Nei processi per stupro la vittima si trasforma in imputata, perché una donna onesta non può subire violenza sessuale. Era la morale comune in Italia, nel 1978, e lo stesso valeva anche in tutto il resto del mondo occidentale: a testimoniarlo, le donne riunite alla Casa delle donne di Roma, dove si svolgeva il convegno internazionale “Violenza contro le donne”. Emerse con forza il fatto che una donna, se chiamava davanti a un giudice colui o coloro che le avevano usato violenza sessuale, diventava lei stessa oggetto del processo con domande sulla sua vita personale, sulla sua sfera intima, sui suoi comportamenti e sulla sua rettitudine morale. Una realtà, questa, nascosta dietro le porte chiuse dei tribunali e tra le carte dei processi, ma scritta sulla pelle delle vittime. A rompere il silenzio, il 26 aprile 1979, fu un documentario trasmesso in seconda serata su Rai 2: “Processo per stupro”. Prodotto da sei giovani donne registe e programmiste della Rai, la pellicola dura 63 minuti e riprende lo svolgimento in tutte le sue parti di un processo per stupro, svoltosi nel 1978 presso il tribunale di Latina.

Gli imputati sono quattro uomini sulla quarantina, la parte lesa una ragazza di 18 anni di nome Fiorella, che conosceva uno di loro e che li denuncia per violenza carnale di gruppo. Come lei stessa racconterà, Fiorella era una lavoratrice in nero in cerca di un impiego. Per questo, aveva accettato l’invito dell’imputato che lei conosceva, Rocco Vallone, in una villa di Nettuno per discutere la possibilità di venire assunta come segretaria presso una ditta. Invece, in quella villa venne sequestrata e violentata per un intero pomeriggio da Vallone e da altri tre.

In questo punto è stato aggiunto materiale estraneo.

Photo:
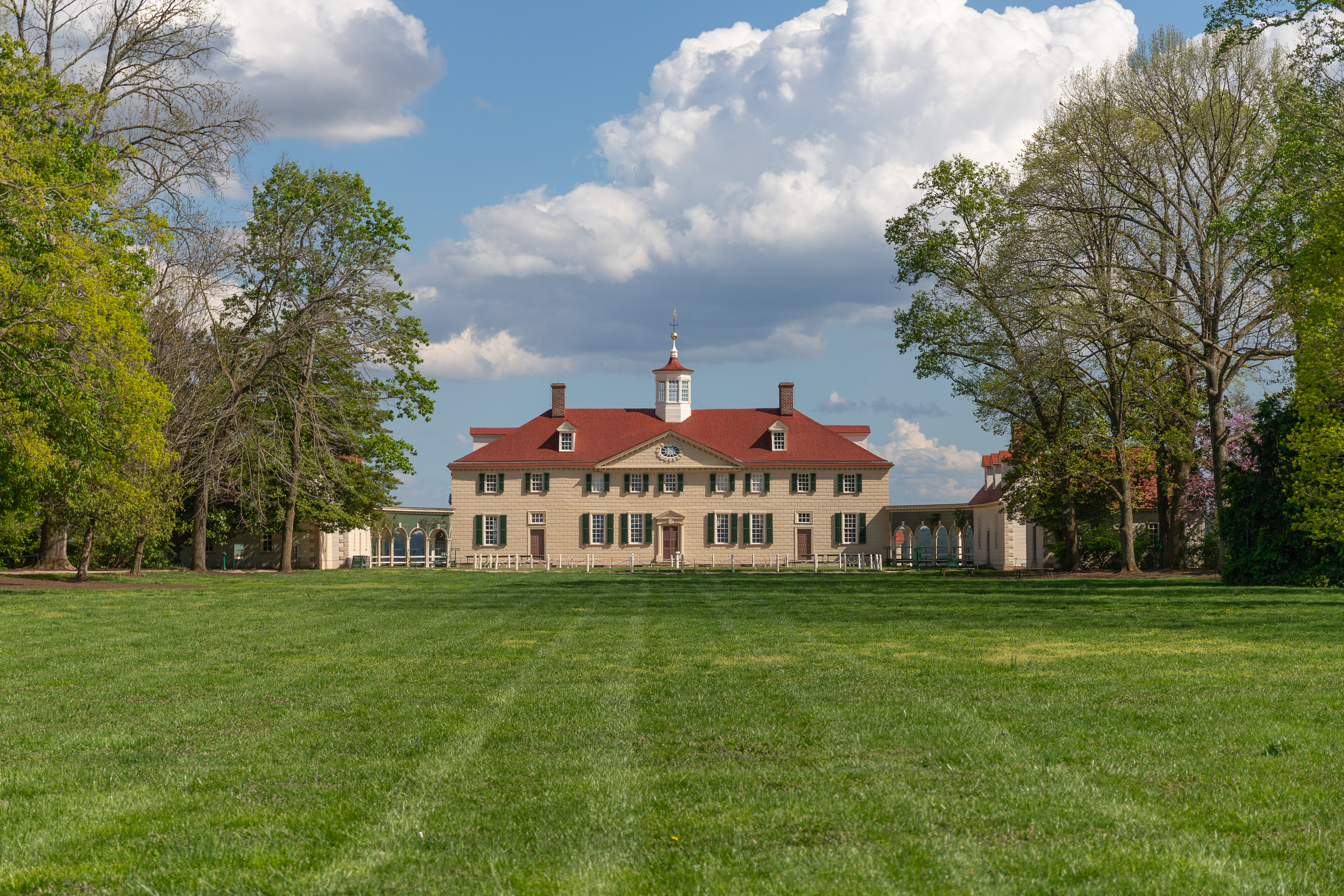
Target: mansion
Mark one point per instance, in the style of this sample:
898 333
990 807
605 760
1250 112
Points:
670 480
667 481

La ragazza li denunciò e, al momento dell’arresto, gli imputati ammisero i fatti per poi ritrattarli interamente durante l’interrogatorio. Durante l’istruttoria, invece, dichiararono che il rapporto sessuale era effettivamente avvenuto, ma dietro il compenso di 200 mila lire, che non era stato poi pagato perché i quattro non erano rimasti soddisfatti dalla prestazione.

Si apre così, “Processo per stupro”: parlando di soldi. I tre imputati ( uno si era reso latitante), infatti, depositarono in aula due milioni di lire, attraverso gli avvocati difensori, con l’intento di risarcire il danno. Fiorella, che aveva chiesto una lira come risarcimento simbolico, non li accettò.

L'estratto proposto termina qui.